The independent film “Beasts of the Southern Wild” moved with a fierce, abrasive joy that left one a little stunned. “Beasts” was also a collaboration. It began as a play, “Juicy and Delicious,” by Lucy Alibar, set in Georgia and devoted to a ten-year-old boy whose entire world seems to be collapsing as his father comes close to death. Alibar joined up with an old pal, Benh Zeitlin, who had directed only shorts before, and who said of his interests, “When you look at the map, you can see America kind of crumble off into the sinews down in the gulf where the land is getting eaten up. I was really interested in these roads that go all the way down to the bottom of America and what was at the end of them.” After a lot of exploring, he and Alibar shifted the setting to the bayous, changed the protagonist to a girl, cast it locally, immersed themselves in the tones of the culture, and built some houses and boats out of cast-off materials. “Beasts” looks like nothing else on this earth. Everything in it feels used, junked, bent, battered, ignored. Yet the people, living way off the grid among trash, possessed an exuberant happiness in their independence, a raffish, often alcoholic self-sufficiency that shreds most notions of what the good life consists of. Or, more to the point, what the poor life consists of. The charge against the movie—that it was an example of liberal condescension—makes no sense to me. That charge reflects some notion—which itself may be condescending—of how poor people are supposed to behave. Unhappily, perhaps; not riotously, as they do here.

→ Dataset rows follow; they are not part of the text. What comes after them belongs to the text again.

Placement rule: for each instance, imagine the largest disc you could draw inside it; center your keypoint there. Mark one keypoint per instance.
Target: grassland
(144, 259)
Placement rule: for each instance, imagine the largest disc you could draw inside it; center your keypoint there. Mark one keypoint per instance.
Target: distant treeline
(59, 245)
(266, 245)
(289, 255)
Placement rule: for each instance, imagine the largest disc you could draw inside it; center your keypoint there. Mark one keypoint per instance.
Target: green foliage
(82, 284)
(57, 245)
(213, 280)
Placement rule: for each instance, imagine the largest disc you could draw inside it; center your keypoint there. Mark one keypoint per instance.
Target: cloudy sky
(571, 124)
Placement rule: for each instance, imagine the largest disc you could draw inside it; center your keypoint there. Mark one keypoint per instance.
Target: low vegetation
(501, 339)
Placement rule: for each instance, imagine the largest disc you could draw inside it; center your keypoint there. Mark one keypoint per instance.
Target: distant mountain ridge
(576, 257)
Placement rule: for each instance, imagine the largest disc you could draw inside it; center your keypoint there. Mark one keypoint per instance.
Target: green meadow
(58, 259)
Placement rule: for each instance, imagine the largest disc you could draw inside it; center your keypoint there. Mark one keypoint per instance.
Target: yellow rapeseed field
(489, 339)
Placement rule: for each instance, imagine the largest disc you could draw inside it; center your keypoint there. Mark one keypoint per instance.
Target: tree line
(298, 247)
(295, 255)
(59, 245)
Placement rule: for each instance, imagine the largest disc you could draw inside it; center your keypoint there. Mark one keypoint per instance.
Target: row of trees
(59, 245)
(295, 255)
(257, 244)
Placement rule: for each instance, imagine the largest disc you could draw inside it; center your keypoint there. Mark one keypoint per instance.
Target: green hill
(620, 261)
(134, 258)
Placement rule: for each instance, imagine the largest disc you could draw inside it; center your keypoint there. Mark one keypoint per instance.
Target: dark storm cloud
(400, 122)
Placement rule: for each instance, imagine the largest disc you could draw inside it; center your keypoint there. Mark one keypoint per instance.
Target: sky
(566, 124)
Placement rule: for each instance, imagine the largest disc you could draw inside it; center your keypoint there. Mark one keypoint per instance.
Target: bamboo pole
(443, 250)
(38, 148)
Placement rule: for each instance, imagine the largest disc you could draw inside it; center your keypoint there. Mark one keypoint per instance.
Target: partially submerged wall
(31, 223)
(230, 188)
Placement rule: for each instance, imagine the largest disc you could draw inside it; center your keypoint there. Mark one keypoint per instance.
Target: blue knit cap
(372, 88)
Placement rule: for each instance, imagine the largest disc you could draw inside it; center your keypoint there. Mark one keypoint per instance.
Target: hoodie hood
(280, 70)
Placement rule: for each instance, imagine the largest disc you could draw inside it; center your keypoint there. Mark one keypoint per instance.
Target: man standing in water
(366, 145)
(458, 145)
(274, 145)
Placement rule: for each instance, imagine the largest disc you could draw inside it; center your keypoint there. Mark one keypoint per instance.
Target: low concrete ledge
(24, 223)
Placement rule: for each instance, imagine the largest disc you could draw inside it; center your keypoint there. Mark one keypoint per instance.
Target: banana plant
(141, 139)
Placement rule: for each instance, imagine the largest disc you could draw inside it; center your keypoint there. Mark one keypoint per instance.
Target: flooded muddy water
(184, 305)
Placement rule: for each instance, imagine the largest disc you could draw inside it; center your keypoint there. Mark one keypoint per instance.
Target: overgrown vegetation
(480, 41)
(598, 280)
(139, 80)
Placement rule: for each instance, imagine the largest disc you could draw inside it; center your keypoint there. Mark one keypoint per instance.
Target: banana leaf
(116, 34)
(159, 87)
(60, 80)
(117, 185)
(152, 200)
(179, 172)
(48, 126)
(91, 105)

What of other films? In “Argo,” Ben Affleck used crosscutting and standard Hollywood mechanisms to juice and prolong the suspense; his movie is a fine, boisterous entertainment, and I enjoyed it very much. “Zero Dark Thirty” blows it away, but it’s an example of Affleck’s increasing confidence and humor and drive. Judd Apatow’s “This Is Forty” takes his twin obsessions—time’s march toward death and the saving grace of family life—farther into both comedy and sadness; the movie is stocked with comics, each of whom gets their moment. Apatow’s family has grown, and now includes some of the more talented people in Los Angeles. Richard Gere gave a shrewd, likeable performance as a manipulative,The oreck XL professional air purifier, lying S.O.B. in the little-seen “Arbitrage,” Nicholas Jarecki’s sure-handed film about how to cover up the death of a girlfriend and the loss of hundreds of millions of dollars when you’re a one-per-center.